Mr Evans cites the shooting deaths of five garment workers in January, last year's deadly violence used against demonstrators protesting the 2013 election result, the 1997 grenade attack on an opposition rally led by opposition politician Sam Rainsy and prime minister Hun Sen's bloody coup in the same year as examples.
Mr Evans says "since then, while preserving a democratic facade, Hun Sen has ruled, for all practical purposes, as an autocrat".
"For far too long, Hun Sen and his colleagues have been getting away with violence, human-rights abuses, corruption, and media and electoral manipulation without serious internal or external challenge," he said.
Cambodia's leaders should be 'shamed, investigated' over violence
Mr Evans, who was foreign minister at the time of the UN peacekeeping operation in Cambodia and national elections in the early 1990s, says not enough is being done internationally to hold the Hun Sen government to account.
He says Australia's response to the violence has been "typical" and while it has expressed concern about "recent disproportionate violence against protesters", has failed to criticise the regime in Phnom Penh.
"Australia's new foreign minister, Julie Bishop, has talked, as foreign ministers often do, of the need to avoid unproductive 'megaphone diplomacy' and to 'engage, not enrage' her counterparts," he said.
"But, it seems that no robust critique was delivered when she met privately with Hun Sen in Phnom Penh on February 22 – even though Australia's high standing in Cambodia (not least owing to its historical role in the peace process) means that its voice certainly would have been listened to.
"I know Hun Sen and worked well with him in the past. I have resisted strong public criticism until now, because I thought there was hope for both him and his government.

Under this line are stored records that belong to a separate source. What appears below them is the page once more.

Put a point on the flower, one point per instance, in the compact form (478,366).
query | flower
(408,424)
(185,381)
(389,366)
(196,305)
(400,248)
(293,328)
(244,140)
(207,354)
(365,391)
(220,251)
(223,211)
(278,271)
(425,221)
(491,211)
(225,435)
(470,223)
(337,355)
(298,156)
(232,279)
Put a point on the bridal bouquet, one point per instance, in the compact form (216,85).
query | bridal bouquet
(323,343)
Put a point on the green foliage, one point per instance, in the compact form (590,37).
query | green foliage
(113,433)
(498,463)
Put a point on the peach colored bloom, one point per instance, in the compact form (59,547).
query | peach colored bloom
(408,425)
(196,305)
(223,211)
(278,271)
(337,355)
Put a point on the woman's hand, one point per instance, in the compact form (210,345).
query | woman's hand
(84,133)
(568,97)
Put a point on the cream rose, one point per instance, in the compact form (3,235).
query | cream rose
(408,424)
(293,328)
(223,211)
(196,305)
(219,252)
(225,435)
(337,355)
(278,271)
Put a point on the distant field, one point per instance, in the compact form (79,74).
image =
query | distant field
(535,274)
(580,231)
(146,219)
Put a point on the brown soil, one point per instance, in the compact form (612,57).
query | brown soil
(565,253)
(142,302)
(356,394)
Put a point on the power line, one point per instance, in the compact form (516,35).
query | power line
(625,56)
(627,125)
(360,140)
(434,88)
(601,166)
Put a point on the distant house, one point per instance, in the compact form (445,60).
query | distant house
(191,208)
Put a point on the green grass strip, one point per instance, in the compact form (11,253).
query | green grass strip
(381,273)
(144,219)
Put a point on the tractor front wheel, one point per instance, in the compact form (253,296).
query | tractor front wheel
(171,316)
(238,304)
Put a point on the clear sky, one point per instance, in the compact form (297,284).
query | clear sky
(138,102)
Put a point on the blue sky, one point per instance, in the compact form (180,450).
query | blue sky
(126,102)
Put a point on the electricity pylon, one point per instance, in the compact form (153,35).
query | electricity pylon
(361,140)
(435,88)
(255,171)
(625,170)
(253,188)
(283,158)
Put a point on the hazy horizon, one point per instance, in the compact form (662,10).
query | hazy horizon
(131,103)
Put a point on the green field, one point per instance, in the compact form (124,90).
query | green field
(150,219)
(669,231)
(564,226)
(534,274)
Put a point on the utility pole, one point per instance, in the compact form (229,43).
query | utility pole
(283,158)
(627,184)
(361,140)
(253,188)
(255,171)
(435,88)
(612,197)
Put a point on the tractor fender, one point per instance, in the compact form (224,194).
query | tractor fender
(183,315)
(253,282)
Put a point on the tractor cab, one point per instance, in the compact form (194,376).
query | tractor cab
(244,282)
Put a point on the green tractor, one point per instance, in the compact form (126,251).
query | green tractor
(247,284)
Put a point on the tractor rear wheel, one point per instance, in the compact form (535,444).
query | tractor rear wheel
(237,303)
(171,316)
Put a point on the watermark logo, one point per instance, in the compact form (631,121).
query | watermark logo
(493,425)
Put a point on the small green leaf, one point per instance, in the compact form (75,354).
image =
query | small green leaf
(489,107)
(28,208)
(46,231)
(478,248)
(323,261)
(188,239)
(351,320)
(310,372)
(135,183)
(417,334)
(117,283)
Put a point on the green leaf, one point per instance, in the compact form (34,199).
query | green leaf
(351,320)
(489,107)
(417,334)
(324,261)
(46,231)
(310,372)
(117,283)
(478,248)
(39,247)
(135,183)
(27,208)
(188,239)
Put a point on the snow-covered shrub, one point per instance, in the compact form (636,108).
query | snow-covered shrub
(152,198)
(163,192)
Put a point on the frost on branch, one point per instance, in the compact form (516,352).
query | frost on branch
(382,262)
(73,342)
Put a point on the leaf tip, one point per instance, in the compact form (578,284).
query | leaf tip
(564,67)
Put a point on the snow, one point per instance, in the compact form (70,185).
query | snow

"But their behaviour has now moved beyond the civilised pale. It is time for Cambodia's political leaders to be named, shamed, investigated, and sanctioned by the international community."
Human rights "on the right track"
The Cambodian government's spokesperson Phay Siphan told the ABC comments from Mr Evans "seem to be an over reaction".

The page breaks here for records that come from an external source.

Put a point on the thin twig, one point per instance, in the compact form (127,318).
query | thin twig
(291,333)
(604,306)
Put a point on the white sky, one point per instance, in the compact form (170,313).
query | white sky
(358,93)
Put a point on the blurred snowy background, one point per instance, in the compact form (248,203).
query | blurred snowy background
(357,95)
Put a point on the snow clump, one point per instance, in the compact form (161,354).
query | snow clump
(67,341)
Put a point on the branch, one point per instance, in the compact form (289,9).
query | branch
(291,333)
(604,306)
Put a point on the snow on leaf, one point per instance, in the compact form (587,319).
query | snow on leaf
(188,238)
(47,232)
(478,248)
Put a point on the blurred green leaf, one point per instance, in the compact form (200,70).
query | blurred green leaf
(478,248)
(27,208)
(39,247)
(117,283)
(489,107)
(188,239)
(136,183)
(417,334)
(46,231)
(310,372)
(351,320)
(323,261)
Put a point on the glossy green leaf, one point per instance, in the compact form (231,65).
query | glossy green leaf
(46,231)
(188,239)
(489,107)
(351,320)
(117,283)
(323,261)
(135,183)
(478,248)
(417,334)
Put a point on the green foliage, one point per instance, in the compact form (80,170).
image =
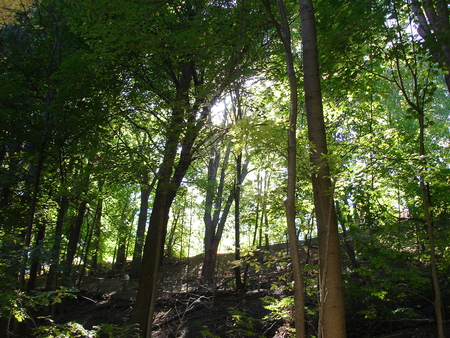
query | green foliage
(206,334)
(18,304)
(243,325)
(280,308)
(72,329)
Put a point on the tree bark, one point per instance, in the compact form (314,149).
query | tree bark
(332,310)
(182,132)
(433,18)
(284,34)
(425,193)
(142,223)
(215,218)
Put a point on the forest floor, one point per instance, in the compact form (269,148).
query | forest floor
(197,311)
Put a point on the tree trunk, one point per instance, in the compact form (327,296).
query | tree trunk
(96,230)
(183,124)
(35,257)
(332,310)
(237,227)
(433,18)
(73,241)
(425,192)
(215,218)
(52,278)
(142,223)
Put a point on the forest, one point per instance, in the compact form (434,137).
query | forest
(238,168)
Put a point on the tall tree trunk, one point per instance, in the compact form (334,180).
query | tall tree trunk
(433,18)
(96,229)
(35,257)
(73,241)
(33,202)
(183,124)
(425,192)
(284,34)
(237,225)
(142,223)
(214,217)
(332,310)
(52,278)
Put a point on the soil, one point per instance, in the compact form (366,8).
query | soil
(189,309)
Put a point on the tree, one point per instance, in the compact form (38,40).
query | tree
(332,310)
(434,25)
(283,32)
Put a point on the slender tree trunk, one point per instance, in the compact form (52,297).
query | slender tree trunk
(96,229)
(142,223)
(284,34)
(33,202)
(332,310)
(73,240)
(31,284)
(425,192)
(215,218)
(183,123)
(237,226)
(52,278)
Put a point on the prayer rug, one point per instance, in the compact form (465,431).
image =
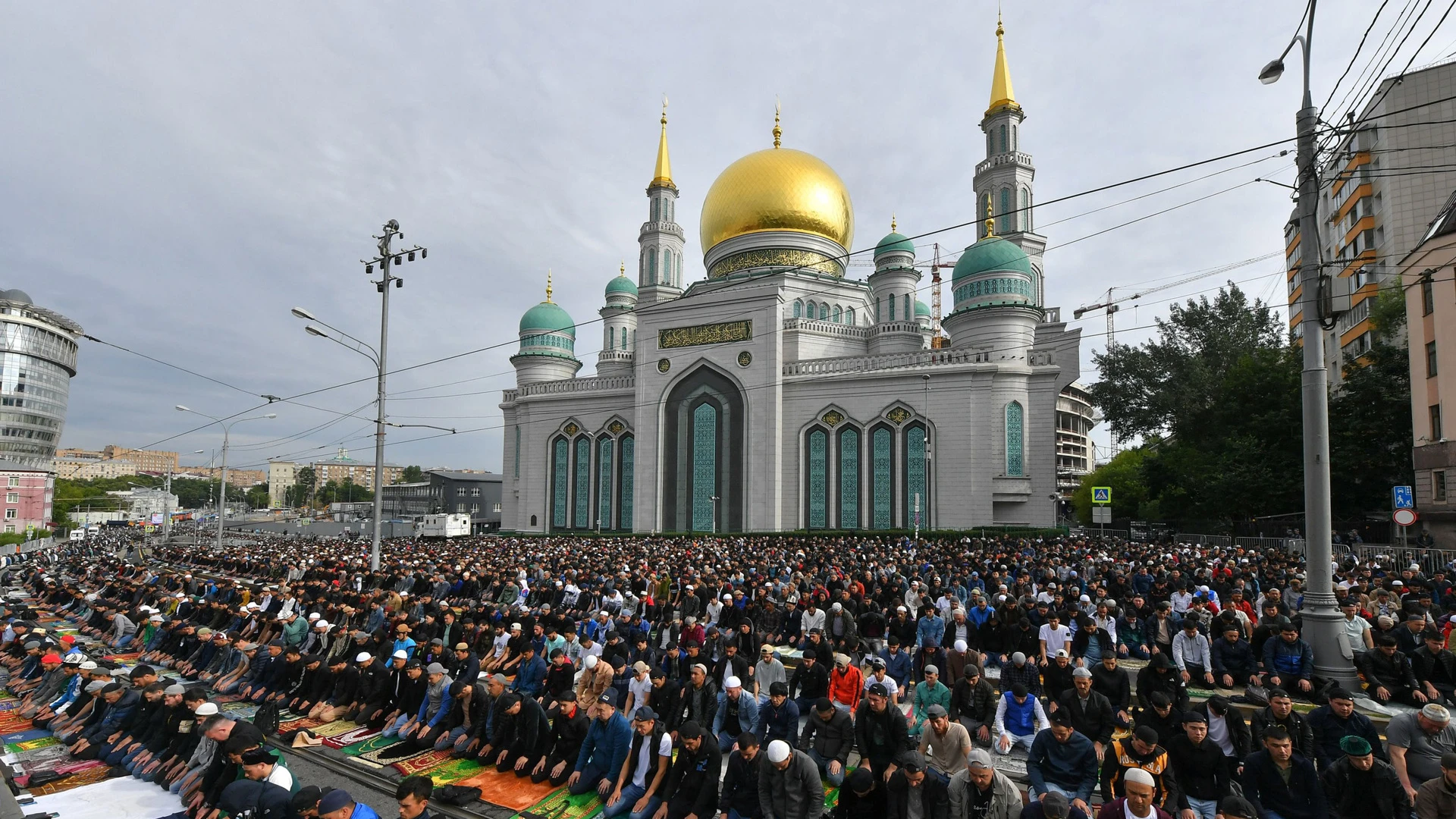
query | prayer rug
(582,806)
(369,745)
(507,790)
(296,725)
(334,729)
(452,771)
(419,763)
(351,738)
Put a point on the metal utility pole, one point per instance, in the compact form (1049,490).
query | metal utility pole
(1323,621)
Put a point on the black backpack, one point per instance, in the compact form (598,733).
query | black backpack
(267,719)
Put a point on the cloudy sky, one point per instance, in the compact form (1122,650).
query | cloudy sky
(177,175)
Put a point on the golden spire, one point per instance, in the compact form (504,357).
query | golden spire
(1002,96)
(663,174)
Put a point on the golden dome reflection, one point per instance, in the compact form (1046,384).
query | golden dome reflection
(778,190)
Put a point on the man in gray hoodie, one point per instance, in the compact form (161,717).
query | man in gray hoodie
(789,786)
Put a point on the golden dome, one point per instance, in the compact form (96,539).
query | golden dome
(778,190)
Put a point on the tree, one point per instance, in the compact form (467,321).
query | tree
(1370,414)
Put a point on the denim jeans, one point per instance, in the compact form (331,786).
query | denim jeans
(1204,808)
(629,796)
(835,780)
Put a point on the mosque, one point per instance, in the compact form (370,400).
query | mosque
(781,395)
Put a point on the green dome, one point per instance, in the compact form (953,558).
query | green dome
(548,316)
(993,254)
(622,284)
(894,242)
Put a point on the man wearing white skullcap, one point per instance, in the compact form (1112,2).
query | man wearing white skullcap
(737,713)
(789,787)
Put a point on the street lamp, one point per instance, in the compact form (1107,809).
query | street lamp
(1323,621)
(388,259)
(228,428)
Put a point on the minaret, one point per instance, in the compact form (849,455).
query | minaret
(619,327)
(660,261)
(1003,178)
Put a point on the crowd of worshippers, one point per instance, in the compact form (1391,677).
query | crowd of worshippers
(568,664)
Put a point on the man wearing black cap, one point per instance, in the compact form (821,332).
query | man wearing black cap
(881,732)
(810,681)
(829,736)
(639,784)
(740,790)
(568,729)
(1360,787)
(692,786)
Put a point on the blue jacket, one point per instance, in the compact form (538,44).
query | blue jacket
(606,745)
(1304,798)
(929,632)
(1072,764)
(747,711)
(777,723)
(1285,659)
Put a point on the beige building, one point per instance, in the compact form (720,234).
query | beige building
(77,468)
(344,468)
(281,474)
(1430,308)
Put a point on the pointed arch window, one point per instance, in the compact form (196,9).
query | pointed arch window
(1015,441)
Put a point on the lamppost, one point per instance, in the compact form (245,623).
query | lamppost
(384,260)
(228,428)
(1323,630)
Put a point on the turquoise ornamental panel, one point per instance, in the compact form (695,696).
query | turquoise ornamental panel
(604,483)
(625,512)
(1015,458)
(819,482)
(558,513)
(880,479)
(705,465)
(582,483)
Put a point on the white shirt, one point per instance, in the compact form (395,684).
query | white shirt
(1056,640)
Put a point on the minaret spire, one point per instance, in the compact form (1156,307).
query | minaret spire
(663,174)
(1002,96)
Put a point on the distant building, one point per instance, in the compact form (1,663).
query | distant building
(1430,308)
(36,379)
(344,468)
(1075,422)
(281,475)
(30,493)
(77,468)
(472,493)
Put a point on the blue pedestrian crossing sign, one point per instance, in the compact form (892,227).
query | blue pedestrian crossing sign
(1402,497)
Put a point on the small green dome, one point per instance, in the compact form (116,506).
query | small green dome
(894,242)
(622,284)
(992,254)
(548,316)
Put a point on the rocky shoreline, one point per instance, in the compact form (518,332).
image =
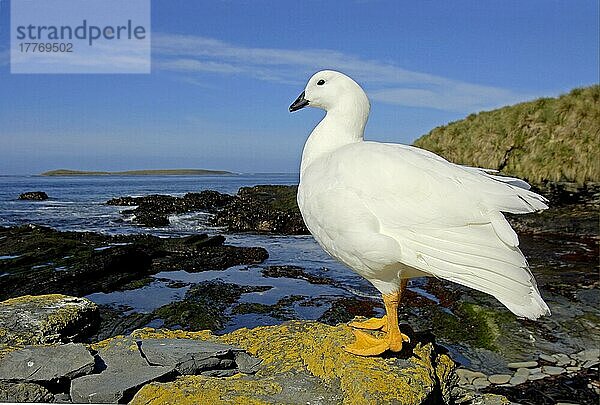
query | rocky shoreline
(561,245)
(260,209)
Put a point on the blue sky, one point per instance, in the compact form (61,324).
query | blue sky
(224,73)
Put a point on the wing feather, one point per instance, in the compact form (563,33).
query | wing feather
(445,218)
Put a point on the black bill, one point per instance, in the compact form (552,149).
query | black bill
(300,102)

"The situation has been improved... human rights is on the right track," he said, adding that compared to neighbours Vietnam and Thailand, "we feel that we are better".
Responding to violence used against demonstrators, Mr Phay Siphan says the authorities had to respond that way "to maintain peace and stability" and called Mr Evans to "respect the Cambodian people".
"If you compare Cambodia over here to other... ASEAN countries, I think that we are very open than the others," he said.
"Opposition party over here, international organisations over here, thousands of NGOs over here. (There is) freedom of expression through a number of radio stations and... people are free to express the political but we don't let those people take the law into their own hands.
"Human rights have to be taking place under the rule of law. It does not mean that the human rights have to be taking the law in everyone's hands."
Foreign Minister Julie Bishop has responded to Mr Evans, saying she raised human rights in her meetings with Cambodian leaders during her visit in February.
"I note Mr Evans has chosen to make these criticisms in the week following my visit to Cambodia, yet remained silent when Labor's Bob Carr visited Cambodia. I will not play politics with what is a serious issue," Ms Bishop told the ABC.
"I raised human rights in each of my meetings with the prime minister, deputy prime minister and foreign minister of Cambodia."